Even though Tammy had told him about Maya’s peculiar ability to bring fire to life and her persistent ‘fireling’, Soot, it was still odd to see in person. Probably as odd as it felt to other people when they met Isp and Osp.
Forcing himself to ignore the little creature, Warrick turned his attention back to Tammy, flicking his gaze meaningfully toward the door. “Hey, don’t forget your torch, okay?”
She nodded, managing to keep the worry out of her face. And the surprise; she hadn’t expected him to take what she said earlier about being the only one who could use their powers openly to heart.
“I won’t.” She said, making an effort to sound annoyed, as if he were just nagging her like any other older brother.
With one last nod, Warrick headed off, trying to find the best place to be when things went down.
Four are coming together at the door. Cyn, in the shape of a large mastiff informed Kareem as she peered at the group of attackers through a low hedge. I can probably get two before they get inside.
No, came Kareem’s reply. Four is manageable. However, I’ve read their minds and there is a third group somewhere at the bottom of the hill. We cannot afford to have them reporting back or coming to back these up.
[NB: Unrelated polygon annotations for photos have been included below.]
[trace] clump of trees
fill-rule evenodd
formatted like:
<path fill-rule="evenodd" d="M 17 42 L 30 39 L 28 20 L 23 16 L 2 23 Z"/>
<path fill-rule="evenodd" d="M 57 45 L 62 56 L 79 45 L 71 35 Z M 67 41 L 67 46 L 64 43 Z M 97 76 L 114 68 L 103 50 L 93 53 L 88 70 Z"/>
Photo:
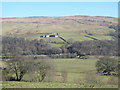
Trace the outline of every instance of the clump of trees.
<path fill-rule="evenodd" d="M 98 73 L 111 75 L 111 72 L 118 73 L 118 61 L 114 58 L 102 57 L 96 63 Z"/>
<path fill-rule="evenodd" d="M 12 55 L 41 54 L 57 58 L 72 58 L 81 55 L 119 55 L 117 40 L 77 41 L 71 43 L 71 45 L 51 47 L 42 39 L 30 41 L 24 38 L 15 37 L 3 37 L 2 54 L 3 58 L 11 57 Z"/>
<path fill-rule="evenodd" d="M 96 40 L 75 42 L 67 49 L 70 53 L 77 53 L 78 55 L 118 55 L 118 42 L 112 40 Z"/>
<path fill-rule="evenodd" d="M 47 71 L 54 69 L 51 62 L 49 58 L 33 59 L 29 56 L 14 56 L 6 61 L 7 67 L 3 70 L 3 80 L 21 81 L 26 74 L 31 73 L 41 82 L 45 79 Z"/>

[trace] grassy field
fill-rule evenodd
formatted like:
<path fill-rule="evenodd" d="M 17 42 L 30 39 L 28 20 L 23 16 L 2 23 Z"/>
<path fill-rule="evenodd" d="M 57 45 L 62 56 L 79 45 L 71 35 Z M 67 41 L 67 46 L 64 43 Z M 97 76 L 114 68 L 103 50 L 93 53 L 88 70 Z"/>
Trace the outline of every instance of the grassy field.
<path fill-rule="evenodd" d="M 43 82 L 4 81 L 4 88 L 117 88 L 117 78 L 96 73 L 97 59 L 53 59 L 55 69 Z M 65 76 L 62 72 L 66 73 Z M 33 76 L 25 75 L 23 80 Z M 111 82 L 112 80 L 112 82 Z"/>
<path fill-rule="evenodd" d="M 117 88 L 116 85 L 80 85 L 75 83 L 58 82 L 3 82 L 3 88 Z"/>

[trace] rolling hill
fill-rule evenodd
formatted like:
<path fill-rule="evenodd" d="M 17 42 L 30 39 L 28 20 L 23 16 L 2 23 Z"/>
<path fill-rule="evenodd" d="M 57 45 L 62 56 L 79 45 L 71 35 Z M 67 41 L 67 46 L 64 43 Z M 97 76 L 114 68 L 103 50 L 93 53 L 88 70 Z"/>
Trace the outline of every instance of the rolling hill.
<path fill-rule="evenodd" d="M 114 32 L 110 25 L 117 25 L 117 18 L 102 16 L 65 16 L 65 17 L 19 17 L 1 18 L 2 36 L 39 39 L 40 35 L 59 33 L 68 41 L 111 40 L 108 35 Z M 86 37 L 86 35 L 88 37 Z M 61 41 L 59 38 L 46 38 L 47 41 Z"/>

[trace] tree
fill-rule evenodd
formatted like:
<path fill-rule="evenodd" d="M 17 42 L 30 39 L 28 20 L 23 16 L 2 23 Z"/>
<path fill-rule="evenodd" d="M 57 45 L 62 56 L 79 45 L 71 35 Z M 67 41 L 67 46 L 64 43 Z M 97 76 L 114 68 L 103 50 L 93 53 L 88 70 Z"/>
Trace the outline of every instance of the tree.
<path fill-rule="evenodd" d="M 110 72 L 117 71 L 118 62 L 114 58 L 103 57 L 97 61 L 96 68 L 99 73 L 107 73 L 107 75 L 110 75 Z"/>
<path fill-rule="evenodd" d="M 14 74 L 12 76 L 16 81 L 21 81 L 29 68 L 30 61 L 28 57 L 15 56 L 7 62 L 7 71 L 9 71 L 9 74 Z"/>
<path fill-rule="evenodd" d="M 36 75 L 37 80 L 42 82 L 47 76 L 48 72 L 54 69 L 53 62 L 49 58 L 34 60 L 32 71 Z M 49 72 L 50 73 L 50 72 Z"/>

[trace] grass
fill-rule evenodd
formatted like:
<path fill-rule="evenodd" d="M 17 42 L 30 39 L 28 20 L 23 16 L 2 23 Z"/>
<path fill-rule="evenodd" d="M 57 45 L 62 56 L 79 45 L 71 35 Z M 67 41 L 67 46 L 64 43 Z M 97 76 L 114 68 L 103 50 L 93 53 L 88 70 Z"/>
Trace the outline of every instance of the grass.
<path fill-rule="evenodd" d="M 95 63 L 97 59 L 53 59 L 55 70 L 52 80 L 47 77 L 43 82 L 15 82 L 4 81 L 3 88 L 117 88 L 116 84 L 109 84 L 110 76 L 96 74 Z M 67 72 L 63 81 L 62 71 Z M 33 76 L 25 75 L 26 78 Z M 114 78 L 113 78 L 114 79 Z M 99 82 L 96 82 L 96 81 Z"/>
<path fill-rule="evenodd" d="M 116 85 L 80 85 L 75 83 L 59 82 L 14 82 L 4 81 L 2 88 L 117 88 Z"/>

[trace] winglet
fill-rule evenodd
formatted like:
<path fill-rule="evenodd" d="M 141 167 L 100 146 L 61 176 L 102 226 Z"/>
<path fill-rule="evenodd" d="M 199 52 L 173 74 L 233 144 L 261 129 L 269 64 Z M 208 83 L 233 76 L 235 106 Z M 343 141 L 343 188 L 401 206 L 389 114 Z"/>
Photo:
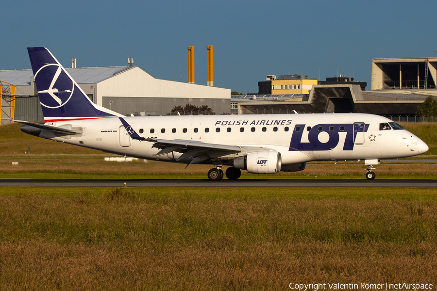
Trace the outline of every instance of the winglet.
<path fill-rule="evenodd" d="M 132 139 L 136 139 L 140 141 L 144 141 L 146 140 L 145 137 L 141 137 L 139 135 L 138 135 L 138 133 L 134 130 L 134 129 L 132 128 L 129 124 L 126 122 L 126 120 L 124 120 L 124 118 L 122 117 L 118 117 L 120 119 L 120 121 L 121 122 L 122 124 L 123 124 L 123 126 L 124 127 L 124 128 L 126 129 L 126 131 L 129 134 L 129 135 L 131 136 L 131 138 Z"/>

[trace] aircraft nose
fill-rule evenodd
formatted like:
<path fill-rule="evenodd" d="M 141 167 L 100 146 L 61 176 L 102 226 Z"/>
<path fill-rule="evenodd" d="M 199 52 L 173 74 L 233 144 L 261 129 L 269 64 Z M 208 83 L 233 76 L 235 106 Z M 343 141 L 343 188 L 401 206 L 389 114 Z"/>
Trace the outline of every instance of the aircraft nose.
<path fill-rule="evenodd" d="M 429 147 L 428 147 L 428 145 L 421 140 L 419 140 L 419 153 L 423 154 L 423 153 L 428 151 L 428 149 L 429 149 Z"/>

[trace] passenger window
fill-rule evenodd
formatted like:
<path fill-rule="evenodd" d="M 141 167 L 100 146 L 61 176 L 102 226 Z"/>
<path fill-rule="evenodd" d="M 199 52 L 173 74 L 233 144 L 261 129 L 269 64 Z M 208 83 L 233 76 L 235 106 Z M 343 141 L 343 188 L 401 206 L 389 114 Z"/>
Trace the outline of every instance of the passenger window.
<path fill-rule="evenodd" d="M 379 124 L 380 130 L 387 130 L 391 129 L 391 128 L 390 127 L 390 126 L 387 123 Z"/>

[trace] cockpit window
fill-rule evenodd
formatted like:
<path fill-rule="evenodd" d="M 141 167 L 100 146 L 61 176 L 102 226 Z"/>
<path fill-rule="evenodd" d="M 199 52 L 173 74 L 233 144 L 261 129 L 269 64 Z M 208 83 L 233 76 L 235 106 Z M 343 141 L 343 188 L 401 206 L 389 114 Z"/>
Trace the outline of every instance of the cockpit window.
<path fill-rule="evenodd" d="M 391 128 L 390 127 L 390 126 L 388 125 L 388 123 L 380 123 L 379 124 L 379 130 L 387 130 L 388 129 L 391 129 Z"/>
<path fill-rule="evenodd" d="M 405 129 L 396 123 L 396 122 L 390 122 L 390 125 L 393 128 L 394 130 L 399 130 L 400 129 Z"/>

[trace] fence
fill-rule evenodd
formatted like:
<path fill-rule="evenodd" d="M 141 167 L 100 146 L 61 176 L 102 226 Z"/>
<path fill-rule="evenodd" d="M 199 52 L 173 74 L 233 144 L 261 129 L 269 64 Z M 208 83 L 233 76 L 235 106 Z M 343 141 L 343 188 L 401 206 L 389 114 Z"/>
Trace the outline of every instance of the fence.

If you would; find them and take them out.
Cyn growled a little in her throat. She didn’t like abandoning her friends and her home like that. But he was right, and she was the only one available to go after the other squad. Fine. On my way.
Still growling, she loped off toward the stairs.
Back in the kitchen, Juniper let loose a startled little squeak when Kareem suddenly sprung back to wakefulness with an involuntary gasp.
Eyelids still fluttering, he turned and inclined his head to her. “Sorry for startling you. I don’t usually return to myself that violently.”
“That’s okay. I was just… taken by surprise.” She said hastily. “Um… we should go back out there before they come through the door.”
“Agreed.” he said, standing. But before he took more than two steps, he found a tray of cold cuts thrust into his hands.
At his askance look, she shrugged, “It explains why we were back her for so long.”
Then she conjured an ice dagger out of the air and slid it under the tray and into his hand. “And also it hides your hands.”
“Why would I need a dagger?” Kareem asked. He was already planning to subtly undermine the ills of their assailants.
Juniper looked completely serious. “Because if they’re really anti-descendant, they’ll have theta-scanners and maybe psi-blockers too. You can’t be too careful.”
Seeing as he couldn’t argue with that, she conjured a second ice daggers and hid it under a tray of her own.
They had just got through the door when the lock on the front door was blown out.